The rights of State Universities (to not be inconvenienced) outweighed the rights of US Citizens to be protected from terrorists.

The 9th Circuit Court usurps its Constitutional authority, effectively taking over national security in their ruling to uphold the lower court’s suspension of a travel ban from seven dangerous countries. The three-judge panel (Judges Richard R. Clifton, William Canby and Michelle T. Friedland ) has effectively given a green light for terrorists to pour across our borders. This court is playing with American lives and any blood that follows will be on their hands.

Not only has the 9th Circuit overridden the Executive Office, they have effectively overridden Congress as well. Congress adopted a provision in 1952 saying the President “may by proclamation and for such period as he shall deem necessary, suspend the entry of all aliens and any class of aliens as immigrants or non-immigrants” whenever he thinks it “would be detrimental to the interests of the United States.”

The courts are clearly out-of-control and we no longer have three equal branches of government with this being the latest of many out-of-bound decisions by the courts. Americans have truly become subjects of those who wear robes.

The seven nations identified in President Donald Trump’s travel ban were also “identified by the Obama administration as the seven most dangerous countries in the world in regard to harboring terrorists,”  as previously stated White House Chief of Staff Reince Priebus.

The seven countries included in the Executive Order which implemented the temporary ban are:

Syria
Iraq
Iran
Sudan
Libya
Yemen
Somalia

Considering there are 50 Muslim countries in the world, the continuous claims of Main Stream Media (MSM) that this is a ban on Muslims, is blatantly dishonest (#FakeNews).

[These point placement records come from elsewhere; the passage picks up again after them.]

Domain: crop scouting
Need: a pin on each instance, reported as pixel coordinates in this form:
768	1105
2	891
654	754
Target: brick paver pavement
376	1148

The full 9th Circuit Court brief can be read by clicking here.  This is the synopsis of their decision:

To rule on the Government’s motion, we must consider several factors, including whether the Government has shown that it is likely to succeed on the merits of its appeal, the degree of hardship caused by a stay or its denial, and the public interest in granting or denying a stay. We assess those factors in light of the limited evidence put forward by both parties at this very preliminary stage and are mindful that our analysis of the hardships and public interest in this case involves particularly sensitive and weighty concerns on both sides. Nevertheless, we hold that the Government has not shown a likelihood of success on the merits of its appeal, nor has it shown that failure to enter a stay would cause irreparable injury, and we therefore deny its emergency motion for a stay.

In regards to Standing, it all centers on the rights of State Universities to not be inconvenienced. This is the mechanism by which the court found the “authority” to assert itself, as the brief states:

The Government argues that the district court lacked subject matter jurisdiction because the States have no standing to sue. We have an independent obligation to ascertain our jurisdiction…

The States argue that the Executive Order causes a concrete and particularized injury to their public universities, which the parties do not dispute are branches of the States under state law.

Specifically, the States allege that the teaching and research missions of their universities are harmed by the Executive Order’s effect on their faculty and students who are nationals of the seven affected countries. These students and faculty cannot travel for research, academic collaboration, or for personal reasons, and their families abroad cannot visit. Some have been stranded outside the country, unable to return to the universities at all. The schools cannot consider attractive student candidates and cannot hire faculty from the seven affected countries, which they have done in the past.